FIRST ALERT: Winter Storm Warnings go into effect Thursday, continue into early Saturday
Whiteout conditions, dangerously cold temperatures, wind chills a certainty
ROCKFORD, Ill. (WIFR) - We’re a day closer to an impending winter storm system’s arrival here, and not much has changed with regard to its evolution and local impacts here.
Snow is to begin later on tonight, with perhaps a light dusting on the ground tomorrow morning. Travel will still be ok through early Thursday morning.
Snow’s to fall at a heavier rate during the day Thursday, and the wind’s to pick up gradually with time. Temperatures will plummet, and a flash freeze is possible. This could make roads extremely slippery for a time, especially during the early afternoon hours. The expectation is with a faster moving system than earlier indicated, snow should wrap up around the dinner hour.
In total, the thought remains that most areas are in line to pick up 3-6″ of snow before the snow comes to an end, though some areas may quite possibly fall shy of even getting to 3″. But, as we’ve been saying all along, this storm’s not just about the snow that falls, it’s about what happens to that snow AFTER it falls.

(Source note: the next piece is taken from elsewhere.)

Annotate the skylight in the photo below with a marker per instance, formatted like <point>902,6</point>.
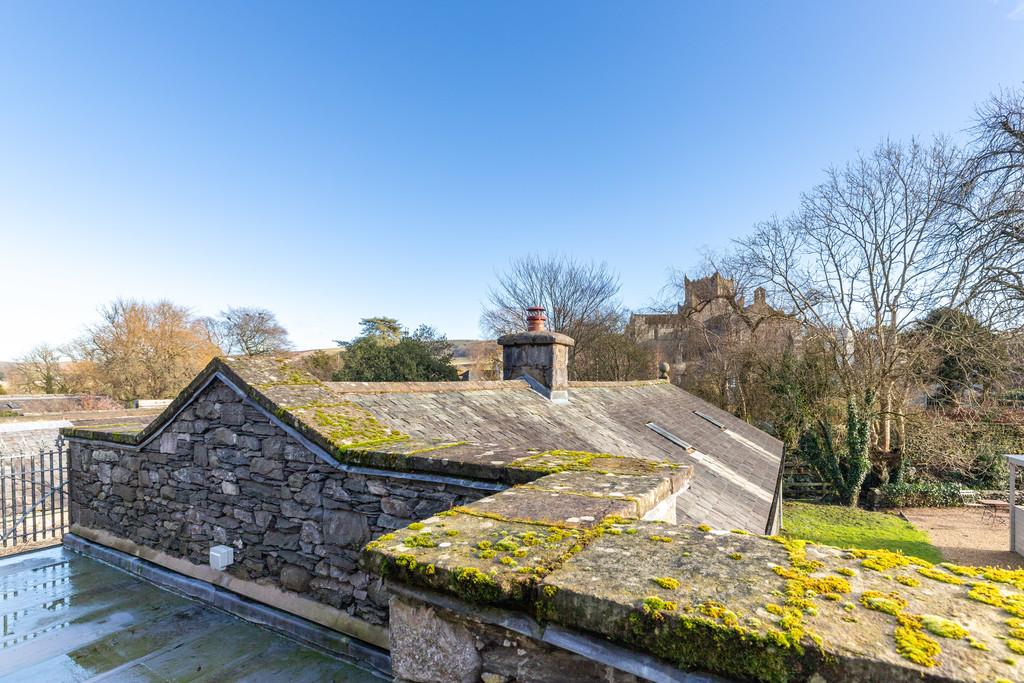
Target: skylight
<point>657,429</point>
<point>709,419</point>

As the winds pick up gradually over time, blowing and drifting will become more and more of a problem, and visibility will be dramatically reduced, at times to near zero. Travel will become extremely difficult, if not impossible, and quite dangerous to say the least. The worst travel is to come Thursday night through Friday evening.
Not only will the winds be intense, they’ll be very, very, VERY cold. Wind chills are to fall to between -10° and -20° by late afternoon, -20° to -30° by dinnertime, and -30° to -40° overnight into early Friday morning. During the day Friday, temperatures won’t even get to 0°, and wind chills will remain between -20° and -30°.

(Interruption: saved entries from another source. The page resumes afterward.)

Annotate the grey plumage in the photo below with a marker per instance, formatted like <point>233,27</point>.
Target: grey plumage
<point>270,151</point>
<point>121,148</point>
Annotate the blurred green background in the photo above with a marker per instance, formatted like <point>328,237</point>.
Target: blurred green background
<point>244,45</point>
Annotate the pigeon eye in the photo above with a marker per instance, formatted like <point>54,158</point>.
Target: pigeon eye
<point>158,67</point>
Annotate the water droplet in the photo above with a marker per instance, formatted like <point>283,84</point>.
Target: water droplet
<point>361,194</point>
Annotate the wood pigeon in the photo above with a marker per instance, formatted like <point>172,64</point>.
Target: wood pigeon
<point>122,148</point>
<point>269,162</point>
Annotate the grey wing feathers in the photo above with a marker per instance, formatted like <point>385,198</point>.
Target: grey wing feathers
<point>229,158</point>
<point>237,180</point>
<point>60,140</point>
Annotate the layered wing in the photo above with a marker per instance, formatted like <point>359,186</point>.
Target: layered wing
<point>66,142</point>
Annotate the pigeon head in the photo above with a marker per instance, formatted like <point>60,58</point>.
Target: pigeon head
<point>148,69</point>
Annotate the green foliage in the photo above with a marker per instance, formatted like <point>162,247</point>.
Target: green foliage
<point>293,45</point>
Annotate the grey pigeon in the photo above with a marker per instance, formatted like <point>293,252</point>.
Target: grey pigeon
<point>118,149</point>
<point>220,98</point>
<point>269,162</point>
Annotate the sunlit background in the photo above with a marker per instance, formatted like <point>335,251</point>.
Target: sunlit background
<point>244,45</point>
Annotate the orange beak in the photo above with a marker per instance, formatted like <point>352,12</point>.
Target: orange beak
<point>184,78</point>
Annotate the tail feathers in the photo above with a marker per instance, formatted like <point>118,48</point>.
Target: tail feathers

With whiteout conditions likely through this period, many motorists are likely to become stranded, potentially for some time. It’s extremely, EXTREMELY important to have your car properly equipped with warm clothes, hats, gloves, boots, a facemask, food, and water.

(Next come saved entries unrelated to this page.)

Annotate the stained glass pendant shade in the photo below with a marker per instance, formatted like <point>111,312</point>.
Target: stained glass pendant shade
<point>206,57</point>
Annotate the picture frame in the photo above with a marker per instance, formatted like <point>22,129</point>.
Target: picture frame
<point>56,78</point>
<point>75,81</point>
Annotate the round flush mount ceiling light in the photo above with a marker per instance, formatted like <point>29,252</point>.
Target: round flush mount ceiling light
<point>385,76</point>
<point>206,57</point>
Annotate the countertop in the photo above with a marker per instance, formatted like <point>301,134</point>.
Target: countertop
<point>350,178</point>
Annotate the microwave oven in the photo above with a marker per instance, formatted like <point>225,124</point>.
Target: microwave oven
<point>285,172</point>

Also, if you must travel, be sure your gas tank is full. It’s possible that, if stranded, it could be for a long, long time as towing crews will be in high demand and will be fighting the treacherous conditions themselves. The last thing you’d want to happen, if stranded, is to run out of gas and lose access to heat.
The best advice I can share is to STAY HOME, if at all possible. This storm may not be the biggest snow producer, but it will have very high impacts over several days.
I’ll end with some good news. We gain one second of daylight tomorrow and five more seconds of daylight on Friday. Also, we’ll be back in the 30s by Wednesday, and all signs point to us concluding 2022 with three straight days in the 40s.